Creamy White Chicken Enchiladas

Find it on Pinterest

Cook's Note: A good friend of mine recommended this recipe to me because she saw it on Pinterest and cooked it for her family. I trust her instincts, so I tried it myself - boy was it a hit in my household too! It's pretty easy to make and tastes delicious! I have modified this recipe to suit my own tastes, as I usually do. This makes enough to serve 4-6 people, so if you have less people to serve, it makes good leftovers too!

What you Will Need:

• 6-8 flour tortillas (enchilada size)

• 1 Perdue Chicken Short Cuts

• 1 cup Salsa

• 1 Avocado Sliced

•4 cups shredded Mexican blend cheese, divided in half

•3 tablespoons butter

•3 tablespoons all purpose flour

•1-1/4 cups chicken broth

•1 – 10oz can cream of chicken soup

•1 cup sour cream
•¼ teaspoon ground black pepper

•¼ teaspoon sea salt


Preheat oven to 350 degrees F.

Fill the center of each tortilla with a handful of chicken, a tablespoon or so of the corn and the salsa, a few pieces of avocado, and a pinch of the shredded cheese.

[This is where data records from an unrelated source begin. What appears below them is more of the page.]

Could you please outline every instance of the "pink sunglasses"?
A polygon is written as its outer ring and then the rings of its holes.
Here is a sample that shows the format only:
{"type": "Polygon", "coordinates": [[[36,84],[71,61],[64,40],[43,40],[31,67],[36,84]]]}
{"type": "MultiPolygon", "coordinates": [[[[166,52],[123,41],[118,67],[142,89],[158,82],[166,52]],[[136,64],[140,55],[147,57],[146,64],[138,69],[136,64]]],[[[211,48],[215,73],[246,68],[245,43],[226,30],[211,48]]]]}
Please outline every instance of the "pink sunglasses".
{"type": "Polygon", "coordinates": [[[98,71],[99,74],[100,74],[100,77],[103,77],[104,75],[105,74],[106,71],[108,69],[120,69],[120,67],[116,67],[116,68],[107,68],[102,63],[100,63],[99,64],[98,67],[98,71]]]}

Roll and place in the bottom of a baking dish with the seam side down.

In a pot over medium heat melt the better. Add flour and whisk into a thick paste.

Add chicken broth, cream of chicken, sour cream, salt and pepper.

Whisk gently for about 5 minutes until warm and smooth.

Pour the sauce over the enchiladas and top with remaining shredded cheese.

Bake for 25 to 30 minutes and serve warm.